It's not essential of course, thankfully there are far more diseases that I can treat than I have personal experience with, but common grounds give understanding and empathy that books and lectures simply can't.
But I'm not talking about diabetics being better at treating diabetics. I'm not talking about drugs or rehabilitative exercises. Here I'm talking about the things we ask our patients to do in the hopes of improving the health of their lifestyles.
Because let's face it, when it comes to healthy living, health professionals sure are great at providing advice, but that's not to say the advice is always great. I wonder how much better a health professional's healthy living advice would be if they actually lived it themselves? At the very least, it would provide that health professional with a true understanding of what it takes to follow through, and at best, it would highlight recommendations that from a doability perspective, might stand a bit of work. Either way, it'll help to provide true, genuine, empathy.
So if you're a health professional, my question to you is this. Do you actually walk your talk, or do you just talk it?
Me?
While I discuss a great many things with my patients, boiling it down, the bare bones thrust of my lifestyle recommendations usually involve eating every 3 hours, always including protein, tracking calories, weighing and measuring food, cooking (actually transforming raw ingredients) and exercising as often as they can enjoy.
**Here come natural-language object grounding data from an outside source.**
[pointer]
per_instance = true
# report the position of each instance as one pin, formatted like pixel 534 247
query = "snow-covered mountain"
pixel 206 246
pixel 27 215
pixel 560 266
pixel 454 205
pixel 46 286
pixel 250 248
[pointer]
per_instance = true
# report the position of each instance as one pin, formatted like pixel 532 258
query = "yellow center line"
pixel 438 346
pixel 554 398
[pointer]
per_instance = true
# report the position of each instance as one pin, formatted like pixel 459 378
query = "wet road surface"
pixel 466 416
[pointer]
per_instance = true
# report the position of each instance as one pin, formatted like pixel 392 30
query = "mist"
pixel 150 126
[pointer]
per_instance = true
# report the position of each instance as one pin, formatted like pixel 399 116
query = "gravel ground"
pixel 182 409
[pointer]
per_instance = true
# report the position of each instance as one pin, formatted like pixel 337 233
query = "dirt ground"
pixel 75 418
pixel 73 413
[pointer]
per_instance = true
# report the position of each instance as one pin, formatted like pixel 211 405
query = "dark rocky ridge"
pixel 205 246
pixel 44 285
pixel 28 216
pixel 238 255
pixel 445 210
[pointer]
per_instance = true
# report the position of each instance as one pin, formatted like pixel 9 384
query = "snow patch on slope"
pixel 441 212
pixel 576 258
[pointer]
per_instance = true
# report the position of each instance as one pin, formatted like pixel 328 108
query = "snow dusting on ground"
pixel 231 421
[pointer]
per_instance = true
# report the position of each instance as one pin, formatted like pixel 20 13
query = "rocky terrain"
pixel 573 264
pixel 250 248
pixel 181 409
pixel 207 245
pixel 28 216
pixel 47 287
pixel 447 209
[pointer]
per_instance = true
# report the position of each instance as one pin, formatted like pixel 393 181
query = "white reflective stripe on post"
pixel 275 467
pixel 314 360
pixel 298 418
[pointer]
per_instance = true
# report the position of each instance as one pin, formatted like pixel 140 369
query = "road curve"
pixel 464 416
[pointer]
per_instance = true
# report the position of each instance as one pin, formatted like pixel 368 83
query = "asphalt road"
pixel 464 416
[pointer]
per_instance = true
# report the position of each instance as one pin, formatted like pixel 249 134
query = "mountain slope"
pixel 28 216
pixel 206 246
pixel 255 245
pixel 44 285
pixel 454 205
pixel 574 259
And I'm not posting that to have a debate about the recommendations themselves. Different approaches for different people, bodies and goals. Some will succeed with 3 meals a day, some with intermittent fasting, some with truly low carbs, some with meal replacements, etc. What I care most about is that a patient likes their approach enough to continue with it. And while we have those recommendations up above as our base, we're happy to work with our patients on any approach they feel they might be able to sustain because the suggestion that there's only one way to go flies in the face of the evidence base. Why I'm posting it here is so that you'll know what our base recommendations are so that you can judge whether or not I'm doing them myself.
Because I'm a bit of an open book. My food diary is publicly available on Tweet What you Eat. At the time of writing today, I haven't missed tracking a meal or a snack for 248 consecutive days. I'm not obsessing about it either - it doesn't consume my every waking moment of time or attention. In fact, at this point I doubt it takes me more than 5 minutes a day of effort, and it's certainly not about being perfect. Have a peek and you'll see what I mean. For instance you'll find that this past weekend I went out twice to eat, including one insanely calorific pilgrimage for ribs. Scroll around some more and you'll see I also sometimes miss snacks, really enjoy alcohol, and also am partial to potato chips and sour patch kids. Good, bad, and ugly, I track it all - because it's not for judgment, it's just to know what the heck is going on and where and when I might stand to tighten my reins.
Fitness diary wise, I use a new online service called Fitocracy. Picture Facebook/Twitter, meets an exercise diary, meets an online role playing game. No, you don't pretend to be a dwarf and roll 20 sided dies for your constitution, but the more you exercise, the more you level up, and you can also complete quests, log, save and receive scores for your usual workouts (or your functional activities, they don't need to be gym based), and reach a community of folks who think exercise is important enough to get excited about. I've been tracking on Fitocracy for a little over a month and find it's a great way to stay on top of my goals and it does help give me a bit of a boost in motivation. Want to see what I'm doing exercise wise? Click here and feel free.
Now maybe I'm a bit hard core about this tracking business but of course I'd argue that the evidence base is solidly with me on its incredible value in cultivating healthy behaviours.
My challenge to you?
If you're a health professional, and you're providing lifestyle advice to your patients, commit, for at least a one month period, to make your life an open book, and not only try to live the life you encourage your patients to live, encourage them to watch!Provide them with links to your profiles and maybe they'll even cheer you on. Honestly, if you've never tried to walk your talk, how can you truly be sure you're putting people on a walk-able path?
Dick Talens, the formerly obese teen role playing gamer turned fitness machine and Founder of Fitocracy has kindly provided me with some invites (it's still in a semi-closed beta).
If you're an allied health professional (including all you healthy living researchers and journalists), click here and not only will you be signed up, but you'll automatically be joined to the group I started just 2 days ago (Update: Have been told that after clicking the link you need to sign up manually rather than a Facebook or Twitter connect). It's called The Talk Walkers. Also? Spread this post to all of your email, Twitter and Facebook colleagues and encourage them to do the same.
If you're not a health professional click here and you can still sign up and get immersed into one of the literally dozens of other groups, or simply decide to tool around with it on your own. (Update: Have been told that after clicking the link you need to sign up manually rather than a Facebook or Twitter connect).
If you're not doing so already, it's definitely time you walked your talk. You owe it not only to yourselves, but to your patients.